Preoperative anaemia is common in surgery, with a prevalence between 10 and 50 %, and is an independent risk factor for morbidity and mortality. Due to the potential risk of additional blood loss, anaemia represents a serious disease condition within the surgical field. Especially patients undergoing major elective surgery are at risk of substantial blood loss. Anaemia is mostly the result of an inadequate erythropoiesis due to iron deficiency, lack of vitamin B12 or folate, and bone marrow diseases. Among the elderly, renal disease and chronic inflammation account for approximately one-third of all anaemia incidences. The aim of this study is to provide detailed data about the prevalence of preoperative deficiencies in iron, vitamin B12 and/or folate and the presence of underlying renal or chronic diseases in patients undergoing major surgery. Results will facilitate design of supplementation strategies to improve haemoglobin level before surgery.

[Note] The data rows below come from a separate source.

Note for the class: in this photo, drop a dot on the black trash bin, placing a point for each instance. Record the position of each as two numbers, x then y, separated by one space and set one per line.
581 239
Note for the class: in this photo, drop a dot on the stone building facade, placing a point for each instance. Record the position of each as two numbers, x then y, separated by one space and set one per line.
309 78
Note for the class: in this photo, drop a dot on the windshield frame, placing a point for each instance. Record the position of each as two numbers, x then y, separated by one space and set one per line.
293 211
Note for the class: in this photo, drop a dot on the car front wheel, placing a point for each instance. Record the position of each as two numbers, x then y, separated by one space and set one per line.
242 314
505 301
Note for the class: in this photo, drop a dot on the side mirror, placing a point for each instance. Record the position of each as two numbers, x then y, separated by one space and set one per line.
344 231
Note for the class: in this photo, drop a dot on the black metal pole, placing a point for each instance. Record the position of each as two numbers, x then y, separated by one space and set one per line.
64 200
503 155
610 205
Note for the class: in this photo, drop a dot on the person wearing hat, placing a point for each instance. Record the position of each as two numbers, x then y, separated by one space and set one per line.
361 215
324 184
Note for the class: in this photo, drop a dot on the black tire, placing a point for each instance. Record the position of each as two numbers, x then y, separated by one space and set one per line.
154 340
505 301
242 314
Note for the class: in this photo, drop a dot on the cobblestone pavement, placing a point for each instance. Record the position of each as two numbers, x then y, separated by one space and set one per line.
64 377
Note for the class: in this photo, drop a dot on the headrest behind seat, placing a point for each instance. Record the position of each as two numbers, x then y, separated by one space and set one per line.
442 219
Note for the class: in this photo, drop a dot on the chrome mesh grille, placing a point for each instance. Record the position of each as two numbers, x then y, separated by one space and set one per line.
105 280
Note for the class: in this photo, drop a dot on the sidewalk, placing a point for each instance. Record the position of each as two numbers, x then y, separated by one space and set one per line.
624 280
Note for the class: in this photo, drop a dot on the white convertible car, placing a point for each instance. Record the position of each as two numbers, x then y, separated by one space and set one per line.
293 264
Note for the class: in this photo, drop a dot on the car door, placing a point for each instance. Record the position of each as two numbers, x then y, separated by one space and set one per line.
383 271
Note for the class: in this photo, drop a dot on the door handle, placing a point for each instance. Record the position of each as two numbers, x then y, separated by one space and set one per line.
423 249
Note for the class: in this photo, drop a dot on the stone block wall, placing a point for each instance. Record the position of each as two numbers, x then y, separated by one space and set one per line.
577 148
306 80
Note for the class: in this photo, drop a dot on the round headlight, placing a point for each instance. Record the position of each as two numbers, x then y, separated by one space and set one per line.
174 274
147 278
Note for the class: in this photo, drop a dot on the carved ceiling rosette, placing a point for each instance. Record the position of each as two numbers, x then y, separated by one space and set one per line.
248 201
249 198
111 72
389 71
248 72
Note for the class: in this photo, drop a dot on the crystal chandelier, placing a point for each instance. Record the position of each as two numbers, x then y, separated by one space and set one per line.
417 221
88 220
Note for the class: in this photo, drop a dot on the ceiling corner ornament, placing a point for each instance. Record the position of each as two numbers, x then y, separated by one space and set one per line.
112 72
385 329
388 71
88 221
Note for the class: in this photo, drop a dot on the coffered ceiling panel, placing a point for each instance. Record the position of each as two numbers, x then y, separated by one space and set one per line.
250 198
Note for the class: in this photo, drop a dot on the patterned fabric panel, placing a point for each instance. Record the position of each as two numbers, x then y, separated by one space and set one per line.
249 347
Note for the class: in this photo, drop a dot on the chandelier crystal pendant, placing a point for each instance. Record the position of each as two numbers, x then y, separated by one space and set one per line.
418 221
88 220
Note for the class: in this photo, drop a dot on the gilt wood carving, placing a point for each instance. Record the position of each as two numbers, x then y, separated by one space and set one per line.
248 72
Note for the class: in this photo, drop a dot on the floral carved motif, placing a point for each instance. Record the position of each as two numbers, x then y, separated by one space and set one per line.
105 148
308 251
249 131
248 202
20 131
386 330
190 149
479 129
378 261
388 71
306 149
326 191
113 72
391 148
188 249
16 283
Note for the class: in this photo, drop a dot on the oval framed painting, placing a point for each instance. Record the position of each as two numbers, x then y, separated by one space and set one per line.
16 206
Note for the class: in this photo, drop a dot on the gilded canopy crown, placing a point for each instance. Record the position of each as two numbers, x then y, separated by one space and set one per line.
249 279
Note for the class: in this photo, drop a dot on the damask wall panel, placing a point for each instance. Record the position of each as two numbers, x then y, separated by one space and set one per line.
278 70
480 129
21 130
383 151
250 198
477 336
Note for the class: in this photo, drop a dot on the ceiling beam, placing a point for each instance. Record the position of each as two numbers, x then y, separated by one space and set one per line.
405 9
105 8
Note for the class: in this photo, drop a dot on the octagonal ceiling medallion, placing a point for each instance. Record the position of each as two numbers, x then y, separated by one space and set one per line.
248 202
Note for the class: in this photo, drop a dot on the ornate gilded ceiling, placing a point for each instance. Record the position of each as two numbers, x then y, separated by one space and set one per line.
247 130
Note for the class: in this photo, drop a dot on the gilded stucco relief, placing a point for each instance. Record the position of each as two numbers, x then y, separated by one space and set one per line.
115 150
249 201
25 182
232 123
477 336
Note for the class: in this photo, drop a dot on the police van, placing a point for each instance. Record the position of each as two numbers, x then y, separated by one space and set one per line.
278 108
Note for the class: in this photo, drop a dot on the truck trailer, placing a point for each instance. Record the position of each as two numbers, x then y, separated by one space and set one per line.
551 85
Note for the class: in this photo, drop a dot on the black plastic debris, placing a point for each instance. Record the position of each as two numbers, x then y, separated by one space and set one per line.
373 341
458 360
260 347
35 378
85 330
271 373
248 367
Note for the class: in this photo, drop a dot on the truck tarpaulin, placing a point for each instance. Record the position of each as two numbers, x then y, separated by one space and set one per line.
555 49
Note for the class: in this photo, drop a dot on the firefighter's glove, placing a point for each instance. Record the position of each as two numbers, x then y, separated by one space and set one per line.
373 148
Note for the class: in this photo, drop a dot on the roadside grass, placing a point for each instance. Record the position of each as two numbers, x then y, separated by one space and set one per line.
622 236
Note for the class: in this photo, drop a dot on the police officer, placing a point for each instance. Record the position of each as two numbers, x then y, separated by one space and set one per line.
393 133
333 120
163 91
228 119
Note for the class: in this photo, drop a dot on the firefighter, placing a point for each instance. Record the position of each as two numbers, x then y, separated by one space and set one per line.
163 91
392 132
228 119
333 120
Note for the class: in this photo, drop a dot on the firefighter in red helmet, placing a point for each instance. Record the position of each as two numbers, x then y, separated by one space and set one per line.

The main objective of ALICE is to estimate the prevalence of preoperative anaemia and subtypes (anaemia caused by deficiency in iron, vitamin B12 and/or folate, and renal or chronic disease) in patients undergoing major surgery. A secondary objective is the assessment of the association of preoperative anaemia and subtypes with in-hospital morbidity and mortality accounting for other predictive factors (e.g. age, surgical discipline).


Study design

ALICE is a worldwide multicentre, prospective observational study.
Recruitment period: 1 week

Inclusion criteria

• Age ≥ 18 years
• Written informed consent prior to study participating according to the national law requirements
• Patients undergoing major surgery
• Expected hospital stay with a minimum of 24 hours


Exclusion criteria

• Preoperative autologous blood donation
• Patients with expected re-surgery within the planned 7-day recruitment period


Recording of endpoints

All data will be collected and there will be no study-related interventions.